Genetic Analysis of Pitt–Hopkins Syndrome Caused by a Novel Splicing Variant (c.1146+3A>T) in the TCF4 Gene
Wenlong Shen, Yan Zhang, Junjie Wu, Jue Zhao, Yaer Lv, Xiaohua Tang
Journal:Molecular Genetics & Genomic Medicine
IF:1.6
DOI:10.1002/mgg3.70239
PMID:
Published:2026-05-28
research field:医学遗传学分子生物学RNA剪接遗传性疾病产前诊断
Abstract
Objective Pitt–Hopkins Syndrome (PTHS) is a rare genetic disorder primarily caused by TCF4 mutations and involves developmental, intellectual, and physical changes in children. Increased nuchal translucency (NT) has not been associated with TCF4 mutations or PTHS. Here we study the connection between increased NT and a c.1146+3A>T mutation in the TCF4 gene.
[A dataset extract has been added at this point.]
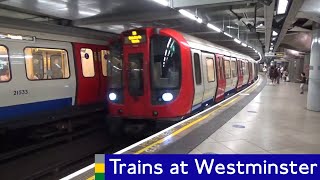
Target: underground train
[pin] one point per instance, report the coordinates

Methods The genetic basis of increased NT in an early pregnancy fetus was investigated by family trio clinical exome sequencing (CES) using fetal amniotic fluid and parental peripheral blood samples. The candidate variant was validated by Sanger sequencing. The impact of the variant on transcription was assessed using a minigene assay. Results Early ultrasound revealed an NT measurement of 3.5 mm in fetus B of a twin pregnancy. CES identified a de novo heterozygous c.1146+3A>T variant in intron 14 of TCF4 , confirmed by Sanger sequencing. In vitro minigene experiments showed that the mutation disrupted TCF4 mRNA splicing, resulting in exon 14 skipping and a truncated transcript. Conclusion Our results identified c.1146+3A>T as a novel splicing variant of the TCF4 . The TCF4 c.1146+3A>T mutation may underlie increased NT in early pregnancy, suggesting that increased NT could be an early intrauterine sign of PTHS.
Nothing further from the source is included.